Thursday, December 21, 2023

Drop box

The use of ballot drop boxes is a recent practice and growing rapidly. During the 2016 general election, nearly 16% of voters nationwide cast their ballot using drop boxes. Four years later, with many more states providing access to ballot drop boxes, over 40% of absentee voters cast their ballot using ballot drop boxes and more than 10% of the votes in the 2020 general election were returned using drop boxes For the first time ever, you can now see where and when more than 550,000 Georgians used nearly 300 boxes across 112 counties. This is a significant number since the democrat Senate candidate Ossoff beat the republican candidate Purdue by only 88,000 votes.
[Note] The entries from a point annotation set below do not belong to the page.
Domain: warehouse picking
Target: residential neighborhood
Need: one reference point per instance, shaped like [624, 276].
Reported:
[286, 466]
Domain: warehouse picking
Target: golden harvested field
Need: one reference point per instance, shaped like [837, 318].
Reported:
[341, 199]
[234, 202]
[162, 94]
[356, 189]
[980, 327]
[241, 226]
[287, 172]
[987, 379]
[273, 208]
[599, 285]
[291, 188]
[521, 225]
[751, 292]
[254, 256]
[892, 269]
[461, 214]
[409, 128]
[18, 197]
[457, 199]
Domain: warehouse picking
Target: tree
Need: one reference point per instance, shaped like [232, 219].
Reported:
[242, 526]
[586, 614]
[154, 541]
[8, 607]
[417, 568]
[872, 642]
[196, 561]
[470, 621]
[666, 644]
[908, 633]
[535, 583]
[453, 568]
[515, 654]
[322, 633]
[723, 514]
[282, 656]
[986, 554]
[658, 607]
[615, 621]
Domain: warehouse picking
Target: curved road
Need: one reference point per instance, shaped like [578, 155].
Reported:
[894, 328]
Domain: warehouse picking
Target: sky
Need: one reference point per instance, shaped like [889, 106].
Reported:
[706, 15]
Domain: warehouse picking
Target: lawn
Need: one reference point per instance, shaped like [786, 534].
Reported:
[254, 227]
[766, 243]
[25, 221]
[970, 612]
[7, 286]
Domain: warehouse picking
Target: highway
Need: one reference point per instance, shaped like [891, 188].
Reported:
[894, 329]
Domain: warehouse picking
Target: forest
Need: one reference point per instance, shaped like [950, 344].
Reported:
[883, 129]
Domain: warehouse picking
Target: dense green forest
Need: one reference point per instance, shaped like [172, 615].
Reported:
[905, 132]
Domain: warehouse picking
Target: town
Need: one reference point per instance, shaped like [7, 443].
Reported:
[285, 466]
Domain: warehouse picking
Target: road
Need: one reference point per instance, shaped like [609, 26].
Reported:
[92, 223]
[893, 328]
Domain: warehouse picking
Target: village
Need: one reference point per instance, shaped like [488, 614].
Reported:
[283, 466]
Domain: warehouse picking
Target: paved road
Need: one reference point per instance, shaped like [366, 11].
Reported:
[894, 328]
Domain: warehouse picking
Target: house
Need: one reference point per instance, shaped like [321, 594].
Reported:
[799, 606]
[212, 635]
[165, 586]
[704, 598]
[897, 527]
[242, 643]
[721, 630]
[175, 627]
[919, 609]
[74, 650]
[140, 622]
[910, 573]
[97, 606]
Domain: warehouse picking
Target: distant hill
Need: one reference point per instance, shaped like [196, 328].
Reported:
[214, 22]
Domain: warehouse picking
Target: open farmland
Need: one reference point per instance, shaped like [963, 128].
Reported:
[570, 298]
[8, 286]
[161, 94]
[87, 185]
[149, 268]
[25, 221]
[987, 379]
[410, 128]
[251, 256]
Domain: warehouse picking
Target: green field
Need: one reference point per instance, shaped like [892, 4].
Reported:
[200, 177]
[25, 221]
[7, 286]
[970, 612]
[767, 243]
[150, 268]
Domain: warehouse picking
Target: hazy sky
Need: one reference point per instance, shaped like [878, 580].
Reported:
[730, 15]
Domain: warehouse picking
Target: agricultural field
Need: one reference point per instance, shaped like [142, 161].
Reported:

Many drop boxes have video cameras and they show people coming during the night and putting in hands full of ballots. Non profits send out ballot applications to voters homes. One such group called Center for Voter Information (CVI) has come under scrutiny. The purpose is to register voters and promote mail in voting. The nonprofits aim to send 340 million pieces of mail this election cycle, with a focus on two dozen key states. Tom Lopach, the CEO of CVI defended his role and said he is filling a hole left by local election operations. “The sad reality is that underfunded state and county election offices don’t have the resources to run voter registration programs,” Lopach said. “Beyond pointing unregistered voters to their websites, or trying to do outdoor registration drives in a pandemic, election officials are unprepared and incapable of finding and registering eligible Americans who are not participating in democracy.”